Director Tamara Puffenberger said the program aims for early intervention, working with counselors in the schools and parents at home.

"We started out with one person handling several schools," she said. "Now there are four full-time people working in all 25 elementary schools in Washington County."

One of those full-time workers is Derek Getic who works with a number of youngsters, including Robert Gray Sr.'s son.

"The boy was referred to us and we got involved," Getic said.


When the home situation became apparent, Getic said he began spending time with the child in an effort to fill in somewhat where his father was unable.

"They really helped out at Christmas," said Robert Gray Sr.

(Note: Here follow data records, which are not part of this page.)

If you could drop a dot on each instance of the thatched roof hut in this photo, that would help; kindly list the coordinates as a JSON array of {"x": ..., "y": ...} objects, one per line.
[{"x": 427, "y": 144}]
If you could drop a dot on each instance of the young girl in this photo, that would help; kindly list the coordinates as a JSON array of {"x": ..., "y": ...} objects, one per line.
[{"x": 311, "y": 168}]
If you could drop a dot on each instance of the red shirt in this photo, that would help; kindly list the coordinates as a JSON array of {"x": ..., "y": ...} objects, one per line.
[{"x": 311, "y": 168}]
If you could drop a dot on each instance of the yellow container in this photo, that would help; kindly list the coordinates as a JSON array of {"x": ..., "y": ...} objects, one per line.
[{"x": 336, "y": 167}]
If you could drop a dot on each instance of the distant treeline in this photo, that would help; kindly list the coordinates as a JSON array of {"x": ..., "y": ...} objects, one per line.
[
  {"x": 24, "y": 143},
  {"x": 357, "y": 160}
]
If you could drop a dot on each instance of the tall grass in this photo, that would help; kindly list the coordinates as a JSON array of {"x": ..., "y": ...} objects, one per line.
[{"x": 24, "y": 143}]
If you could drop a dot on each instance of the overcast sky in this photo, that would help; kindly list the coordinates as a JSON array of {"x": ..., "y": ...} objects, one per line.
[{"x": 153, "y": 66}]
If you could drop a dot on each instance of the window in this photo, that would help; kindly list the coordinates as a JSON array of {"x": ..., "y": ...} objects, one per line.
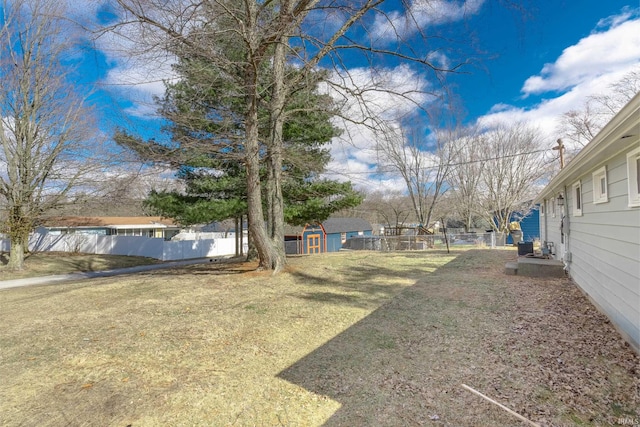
[
  {"x": 600, "y": 186},
  {"x": 633, "y": 174},
  {"x": 577, "y": 199}
]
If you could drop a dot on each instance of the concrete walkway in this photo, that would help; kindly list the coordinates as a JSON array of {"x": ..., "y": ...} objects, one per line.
[{"x": 48, "y": 280}]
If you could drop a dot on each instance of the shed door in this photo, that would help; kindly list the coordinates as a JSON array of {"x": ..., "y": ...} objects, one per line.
[{"x": 313, "y": 244}]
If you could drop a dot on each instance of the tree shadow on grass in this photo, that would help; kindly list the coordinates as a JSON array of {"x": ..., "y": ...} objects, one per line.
[{"x": 401, "y": 365}]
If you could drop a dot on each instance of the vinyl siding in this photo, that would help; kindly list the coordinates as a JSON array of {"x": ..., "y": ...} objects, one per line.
[{"x": 605, "y": 248}]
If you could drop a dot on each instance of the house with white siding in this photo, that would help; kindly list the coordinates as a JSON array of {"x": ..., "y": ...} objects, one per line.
[{"x": 590, "y": 219}]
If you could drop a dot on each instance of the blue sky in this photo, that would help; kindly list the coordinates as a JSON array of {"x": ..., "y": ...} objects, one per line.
[{"x": 530, "y": 66}]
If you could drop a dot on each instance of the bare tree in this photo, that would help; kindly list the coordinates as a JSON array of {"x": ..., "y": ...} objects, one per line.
[
  {"x": 513, "y": 164},
  {"x": 250, "y": 43},
  {"x": 423, "y": 159},
  {"x": 43, "y": 119},
  {"x": 465, "y": 176}
]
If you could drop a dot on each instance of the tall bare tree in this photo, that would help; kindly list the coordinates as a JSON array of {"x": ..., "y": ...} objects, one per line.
[
  {"x": 43, "y": 119},
  {"x": 423, "y": 159},
  {"x": 513, "y": 163},
  {"x": 465, "y": 176},
  {"x": 250, "y": 42}
]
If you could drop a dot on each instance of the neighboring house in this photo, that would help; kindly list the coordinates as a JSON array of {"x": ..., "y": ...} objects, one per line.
[
  {"x": 328, "y": 236},
  {"x": 147, "y": 226},
  {"x": 590, "y": 218}
]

A local company helped with meals, gifts and a Christmas tree, all through the liaison program.

"And they took my son fishing the other day," he said, pointing out that it was with a fishing pole he got last Christmas.

Although sad that he's missing out on his son's childhood, Robert Gray Sr. said he is glad his son has someone who can take him places and do things with him.

"Some days, I just can't get out of bed," he said.

Getic said he also spends time working with the youngster at school, where he tries to give him his undivided attention for about 45 minutes each day.

"It has totally changed his behavior at school," Getic said.

Puffenberger said the program works closely with pupil personnel workers and often gets involved at the earliest stages of a problem.

The program provides academic and homework help, works with families trying to cope with a child's behavioral difficulties, anger management and attendance issues.

"We work with school counselors and we also go to the homes," Puffenberger said. With the program for two years, Puffenberger said staff members visit the homes of all new first-graders each year.

Getic came on board in 1999 and often finds he is the only male involved with elementary school-age children.

"I enjoy being in schools and working with that age of kids, especially if I can get to them before they get into trouble," Getic said.

Puffenberger said the key is strengthening the home/school relationship so parents can perform their most valuable role as the primary teachers of their children.